Tanto il Tribunale, quanto la Corte di Appello accoglievano parzialmente le richieste risarcitorie avanzate dai familiari del defunto.
In particolare, veniva riconosciuta una quantificazione del danno ritenuta non congrua, non venivano conteggiati gli interessi e veniva negata la risarcibilità dei danni patrimoniali futuri sofferti dalla moglie del lavoratore deceduto. Non ravvisandosi la prova degli indici reddituali del marito, infatti, quest’ultima domanda veniva rigettata, non potendosi presumere quale sarebbe stato l’apporto che il defunto avrebbe destinato ai bisogni del coniuge.
In ragione del rigetto della domanda inerente il danno patrimoniale futuro, i congiunti del defunto decidevano di impugnare la sentenza di Appello davanti alla Corte di Cassazione.
Il principio di diritto
Nel caso di specie, con sentenza n. 31459 del 2018, la Cassazione rileva, in particolare, che la scomparsa prematura del congiunto, a seguito di fatto illecito altrui, proiettata nel futuro, determina una presumibile perdita economica per i superstiti, determinabile nelle risorse reddituali che il defunto avrebbe loro destinato.
Tale pretesa economica, secondo la Corte di Cassazione, può trovare fondamento tanto «in relazione ai precetti normativi (artt. 143, 433 cod. civ.)», quanto nella «pratica di vita improntata a regole etico – sociali di solidarietà e di costume». In tal modo, vengono determinati, seppur indirettamente, quali siano i soggetti titolari della legittimazione ad agire in giudizio per ottenere il ristoro dei danni subendi.
Conclusioni
Stante quanto sopra, secondo la Cassazione, il soggetto legittimato deve dimostrare soltanto il proprio status familiare (es: coniuge, coniuge separato/divorziato, figlio) o il particolare regolamento pattizio, mentre, altrettanto non può dirsi per quei soggetti che non rientrano nel nucleo familiare primario.
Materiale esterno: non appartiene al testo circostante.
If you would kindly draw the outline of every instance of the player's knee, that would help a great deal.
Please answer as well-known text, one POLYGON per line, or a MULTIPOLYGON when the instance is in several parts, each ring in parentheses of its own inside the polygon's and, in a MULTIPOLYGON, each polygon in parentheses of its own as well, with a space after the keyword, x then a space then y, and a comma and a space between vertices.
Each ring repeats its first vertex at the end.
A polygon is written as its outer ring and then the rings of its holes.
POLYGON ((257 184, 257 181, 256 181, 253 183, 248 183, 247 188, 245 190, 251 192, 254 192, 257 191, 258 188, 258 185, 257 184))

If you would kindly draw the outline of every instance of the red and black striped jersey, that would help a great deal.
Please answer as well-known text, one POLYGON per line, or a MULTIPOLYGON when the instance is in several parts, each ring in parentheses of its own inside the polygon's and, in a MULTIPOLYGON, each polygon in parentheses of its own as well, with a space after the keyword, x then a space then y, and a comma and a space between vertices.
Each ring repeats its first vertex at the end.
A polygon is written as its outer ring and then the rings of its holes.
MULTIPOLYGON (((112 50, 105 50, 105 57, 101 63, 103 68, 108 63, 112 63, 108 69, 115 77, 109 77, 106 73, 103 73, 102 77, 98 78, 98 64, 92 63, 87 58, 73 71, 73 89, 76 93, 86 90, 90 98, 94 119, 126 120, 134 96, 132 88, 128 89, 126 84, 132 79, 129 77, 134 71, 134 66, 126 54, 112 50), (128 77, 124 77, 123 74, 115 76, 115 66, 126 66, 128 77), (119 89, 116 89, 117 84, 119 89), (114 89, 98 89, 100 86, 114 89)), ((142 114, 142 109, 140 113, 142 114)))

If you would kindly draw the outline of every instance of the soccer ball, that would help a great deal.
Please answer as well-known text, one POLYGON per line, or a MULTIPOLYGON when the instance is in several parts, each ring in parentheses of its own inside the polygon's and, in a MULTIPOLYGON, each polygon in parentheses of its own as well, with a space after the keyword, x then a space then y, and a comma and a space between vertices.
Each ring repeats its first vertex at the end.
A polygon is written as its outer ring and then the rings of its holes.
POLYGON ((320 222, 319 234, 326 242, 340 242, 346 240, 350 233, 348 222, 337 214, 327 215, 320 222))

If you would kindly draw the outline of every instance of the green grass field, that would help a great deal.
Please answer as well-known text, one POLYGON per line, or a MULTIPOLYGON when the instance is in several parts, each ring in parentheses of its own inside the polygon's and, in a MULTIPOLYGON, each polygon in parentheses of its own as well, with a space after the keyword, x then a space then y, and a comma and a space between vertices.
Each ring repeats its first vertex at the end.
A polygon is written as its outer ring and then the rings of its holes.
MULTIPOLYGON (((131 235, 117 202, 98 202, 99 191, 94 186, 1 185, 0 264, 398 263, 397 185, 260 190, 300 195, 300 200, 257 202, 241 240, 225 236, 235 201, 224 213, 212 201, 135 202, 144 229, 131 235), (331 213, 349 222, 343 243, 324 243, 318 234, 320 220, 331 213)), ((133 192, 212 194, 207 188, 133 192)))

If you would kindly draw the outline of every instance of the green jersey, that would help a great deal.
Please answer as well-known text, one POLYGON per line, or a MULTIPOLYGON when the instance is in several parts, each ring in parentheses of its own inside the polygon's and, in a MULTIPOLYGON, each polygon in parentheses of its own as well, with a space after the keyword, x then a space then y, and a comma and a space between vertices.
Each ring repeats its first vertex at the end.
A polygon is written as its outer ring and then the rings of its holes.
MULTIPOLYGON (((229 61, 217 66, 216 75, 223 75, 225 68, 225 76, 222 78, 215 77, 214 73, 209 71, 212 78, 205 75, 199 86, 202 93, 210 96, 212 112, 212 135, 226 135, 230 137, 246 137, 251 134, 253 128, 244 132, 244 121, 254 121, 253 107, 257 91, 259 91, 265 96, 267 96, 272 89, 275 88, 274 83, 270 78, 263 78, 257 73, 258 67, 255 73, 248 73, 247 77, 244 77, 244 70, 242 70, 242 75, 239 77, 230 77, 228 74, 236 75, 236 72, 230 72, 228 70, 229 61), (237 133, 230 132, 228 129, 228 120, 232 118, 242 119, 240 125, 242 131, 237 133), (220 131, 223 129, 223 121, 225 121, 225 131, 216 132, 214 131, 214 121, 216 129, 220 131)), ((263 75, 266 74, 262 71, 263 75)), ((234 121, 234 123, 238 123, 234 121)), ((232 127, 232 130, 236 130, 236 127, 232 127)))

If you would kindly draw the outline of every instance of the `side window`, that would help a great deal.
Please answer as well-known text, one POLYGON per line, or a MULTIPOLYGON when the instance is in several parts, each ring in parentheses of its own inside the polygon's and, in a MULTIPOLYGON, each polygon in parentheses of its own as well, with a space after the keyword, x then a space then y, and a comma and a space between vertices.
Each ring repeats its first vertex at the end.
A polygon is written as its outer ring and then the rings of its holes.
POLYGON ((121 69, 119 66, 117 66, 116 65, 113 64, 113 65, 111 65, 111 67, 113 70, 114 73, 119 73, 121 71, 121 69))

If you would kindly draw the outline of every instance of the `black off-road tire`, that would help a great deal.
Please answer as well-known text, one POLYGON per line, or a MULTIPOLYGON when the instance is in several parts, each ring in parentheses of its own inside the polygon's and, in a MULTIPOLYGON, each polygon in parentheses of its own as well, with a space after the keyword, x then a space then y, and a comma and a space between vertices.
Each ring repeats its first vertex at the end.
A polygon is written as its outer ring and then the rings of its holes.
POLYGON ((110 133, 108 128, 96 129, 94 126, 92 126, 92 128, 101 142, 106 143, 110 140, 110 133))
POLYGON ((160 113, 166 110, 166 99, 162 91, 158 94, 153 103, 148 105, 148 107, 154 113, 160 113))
In primo luogo, il riconoscimento di un’aspettativa risarcitoria anche ai componenti di una famiglia di fatto è ormai un punto fermo dell’elaborazione giurisprudenziale in tema.
Tuttavia, il presupposto per il riconoscimento di un pretesa riparatoria come quella in discorso presuppone sempre la prova del rapporto di affezione fuori dal matrimonio.